Machine Hallucinations by Refik Anadol, entitled Nature Dreams, serves as the Exhibition’s opening number. The use of White Noise sounds, color transitions, and its harmonic contrast with the Renaissance style of this historical Florentine building all contribute to the piece’s hypnotic and ethereal atmosphere. After all, every time you look at Refik Anadol’s art, you feel like you are in a dream of a machine that imagines the sea. The Exhibition is still on view in the ‘Strozzina,’ a Renaissance palace in the center of Florence devoted to contemporary art. Each of the Strozzina rooms features an immersive variety of works and installations by participating artists. Be at ease; our tour to this old Florentine building will not be short of a surreal atmosphere or striking contrasts between Renaissance architecture.

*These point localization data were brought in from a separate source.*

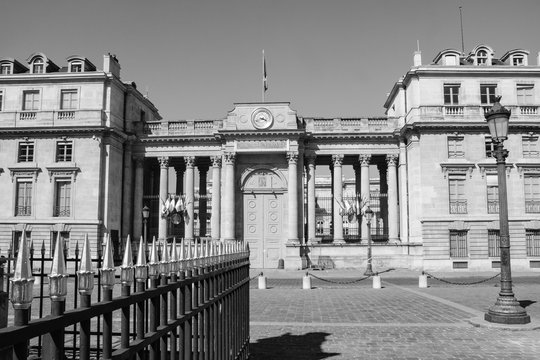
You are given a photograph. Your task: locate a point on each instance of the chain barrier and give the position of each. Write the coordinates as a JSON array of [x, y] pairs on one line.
[[460, 283]]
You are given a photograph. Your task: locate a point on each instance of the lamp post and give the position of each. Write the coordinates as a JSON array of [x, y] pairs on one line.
[[506, 309], [368, 214], [146, 215]]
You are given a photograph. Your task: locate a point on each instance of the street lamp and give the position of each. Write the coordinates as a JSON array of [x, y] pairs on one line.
[[368, 214], [146, 215], [506, 309]]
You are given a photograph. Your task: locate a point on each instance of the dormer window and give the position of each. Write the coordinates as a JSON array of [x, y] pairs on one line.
[[76, 67], [38, 67], [5, 69], [481, 57]]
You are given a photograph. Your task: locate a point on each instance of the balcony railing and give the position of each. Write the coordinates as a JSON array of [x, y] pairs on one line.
[[28, 115], [493, 206], [458, 207], [23, 211], [62, 211], [532, 206], [528, 110], [453, 110]]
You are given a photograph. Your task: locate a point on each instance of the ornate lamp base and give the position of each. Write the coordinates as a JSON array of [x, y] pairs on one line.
[[507, 311]]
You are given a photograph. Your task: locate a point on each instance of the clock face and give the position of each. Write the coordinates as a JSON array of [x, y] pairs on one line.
[[262, 118]]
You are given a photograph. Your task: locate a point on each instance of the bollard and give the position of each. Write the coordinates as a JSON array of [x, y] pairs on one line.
[[376, 281], [306, 282], [262, 282], [422, 281]]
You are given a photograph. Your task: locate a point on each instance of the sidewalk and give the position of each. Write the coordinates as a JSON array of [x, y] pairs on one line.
[[399, 321]]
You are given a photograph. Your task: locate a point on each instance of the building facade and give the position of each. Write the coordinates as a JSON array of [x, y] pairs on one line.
[[293, 187]]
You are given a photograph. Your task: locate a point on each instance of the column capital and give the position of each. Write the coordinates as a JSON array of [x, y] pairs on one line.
[[163, 161], [190, 161], [229, 158], [292, 157], [391, 159], [337, 160], [364, 159], [216, 161]]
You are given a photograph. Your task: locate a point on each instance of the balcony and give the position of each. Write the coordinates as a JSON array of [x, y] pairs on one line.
[[458, 206]]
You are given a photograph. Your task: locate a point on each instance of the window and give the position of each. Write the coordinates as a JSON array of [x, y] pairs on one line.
[[64, 151], [494, 243], [532, 193], [54, 236], [458, 202], [492, 194], [517, 60], [489, 146], [525, 94], [76, 67], [62, 205], [5, 69], [31, 100], [38, 66], [451, 94], [455, 147], [487, 94], [23, 206], [481, 57], [533, 242], [69, 99], [530, 146], [26, 151], [458, 243]]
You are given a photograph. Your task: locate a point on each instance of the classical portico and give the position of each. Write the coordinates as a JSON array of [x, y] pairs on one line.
[[293, 187]]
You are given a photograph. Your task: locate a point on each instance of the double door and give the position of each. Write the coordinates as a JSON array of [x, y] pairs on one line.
[[263, 228]]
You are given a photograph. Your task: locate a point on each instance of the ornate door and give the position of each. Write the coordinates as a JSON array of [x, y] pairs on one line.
[[263, 228]]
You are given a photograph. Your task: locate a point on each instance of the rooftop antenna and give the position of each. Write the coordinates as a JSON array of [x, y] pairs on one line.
[[461, 22]]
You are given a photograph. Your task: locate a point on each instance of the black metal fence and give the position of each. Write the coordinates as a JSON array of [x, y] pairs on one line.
[[199, 309]]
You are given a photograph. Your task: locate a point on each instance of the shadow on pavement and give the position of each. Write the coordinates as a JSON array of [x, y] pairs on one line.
[[289, 347]]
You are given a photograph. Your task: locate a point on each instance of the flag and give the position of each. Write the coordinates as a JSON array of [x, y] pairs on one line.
[[265, 78]]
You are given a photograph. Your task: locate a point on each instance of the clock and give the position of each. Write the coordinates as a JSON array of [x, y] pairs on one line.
[[262, 118]]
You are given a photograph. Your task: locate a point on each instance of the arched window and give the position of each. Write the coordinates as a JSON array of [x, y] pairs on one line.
[[38, 67], [481, 57]]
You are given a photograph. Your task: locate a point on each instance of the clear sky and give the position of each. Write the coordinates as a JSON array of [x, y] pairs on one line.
[[327, 57]]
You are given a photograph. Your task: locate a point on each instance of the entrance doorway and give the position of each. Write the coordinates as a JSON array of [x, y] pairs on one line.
[[263, 228]]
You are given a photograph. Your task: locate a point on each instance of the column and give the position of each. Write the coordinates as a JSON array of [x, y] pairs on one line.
[[189, 199], [138, 198], [364, 185], [393, 220], [163, 194], [403, 216], [127, 193], [312, 238], [337, 161], [216, 197], [203, 173], [292, 158], [228, 205]]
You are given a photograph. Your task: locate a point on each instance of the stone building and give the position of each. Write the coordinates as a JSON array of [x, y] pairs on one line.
[[291, 186]]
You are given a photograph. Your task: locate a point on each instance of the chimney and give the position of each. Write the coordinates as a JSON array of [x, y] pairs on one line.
[[417, 58], [111, 65]]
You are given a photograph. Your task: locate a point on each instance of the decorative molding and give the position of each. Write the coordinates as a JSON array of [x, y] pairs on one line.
[[59, 171], [30, 171], [528, 168], [459, 226], [457, 168], [491, 169]]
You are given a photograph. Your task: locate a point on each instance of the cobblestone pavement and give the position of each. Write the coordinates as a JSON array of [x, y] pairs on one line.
[[399, 321]]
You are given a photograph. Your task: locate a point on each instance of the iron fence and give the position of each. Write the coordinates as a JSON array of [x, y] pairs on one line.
[[198, 308]]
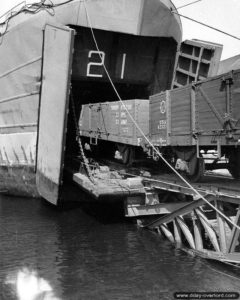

The next room portrays several pieces of Crypto Art that are available for purchase by the visitors. In general, the effect of the Exhibition varies every time you visit a new room. While Beeple’s works challenge politics and pop culture with analogies to today’s dystopian or post-apocalyptic everyday life (it is very difficult not to mention Elon Musk’s depiction as a highly trained almost naked man walking a Shiba Inu or an (also naked!) Buzz Lightyear sat on a balloon dog (maybe a homage to Jeff Koons?), and Daniel Arsham tries to undermine the concept of infinity in an endless loop of transformation and destruction. While visiting Krista Kim’s House on Mars in one particular room, you may also immerse yourself in Arcadia short films by Andrés Reisinger, and the poet Arch Hades presented on three distinct monitors. These installations propose a holistic experience where the light (or its absence) and sound/music take also part in the experience. Even some visual effects can trick the visitor’s eye, for example, when contemplating the first house designed to be inhabited within the Metaverse.

Anyma, on the other hand, was the one that left the most impression on us. A collaboration between Matteo Miller and Alessio De Vecchi is a terrific harmonization of music and visual art that aims to unite nature and machines. It is an installation including the Italian pieces ‘Eva 0’ (2021), ‘Simbiosi’ (2022), ‘Angel 1’ (2022), ‘Consciousness’ (2022), and ‘The First Breath’ (2022). The installation revolves around two concepts, to my mind. First, its naturalistic essence influences the visitor to think about the dichotomy between natural and artificial. Is not nature sometimes so beautiful as it almost seems artificial? Can anybody believe that a dragonfly is not the product of an engineering mastermind? What is the difference between a robotic heart and a human one? None of them is more efficient or useful than the other. Second, the installation evokes some commonly human-associated concepts, such as consciousness.
As soon as you approach the room prepared for Anyma, sound effects begin to follow you. And most crucially, when you move around the room, the terms consciousness and sentience suddenly ring in your ears. It won’t be amid to say that, maybe the most remarkable and intriguing question is if they’ll be conscious or sentient like us, humans. Echoing sounds of consciousness and sentience while you’re watching Anyma gives you goosebumps.
However, one might wonder, when an anthropomorphized AI takes out its ‘head’ as it happens in one of the pieces, is there any conscious of losing one of its ‘parts’? Is a human still human if they lose their arm? They certainly are, although this might not come without a psychological cost. Is a human still human if they lose their head? I’m not that sure. Since all it seems to care about AI are data, I’d say losing a part would not mind for an AI unless it affects either the software or hardware of the piece. Then, why encode the notion of a head as something that can be removed in the first place?

The last piece of Anyma, where they presented AI’s fall before she spread her wings, reminds the spectator of the fall of Icarus. Icarus’ story might serve as a phenomenal reminder to humanity: before flying so high, we must remember to be careful with our creations.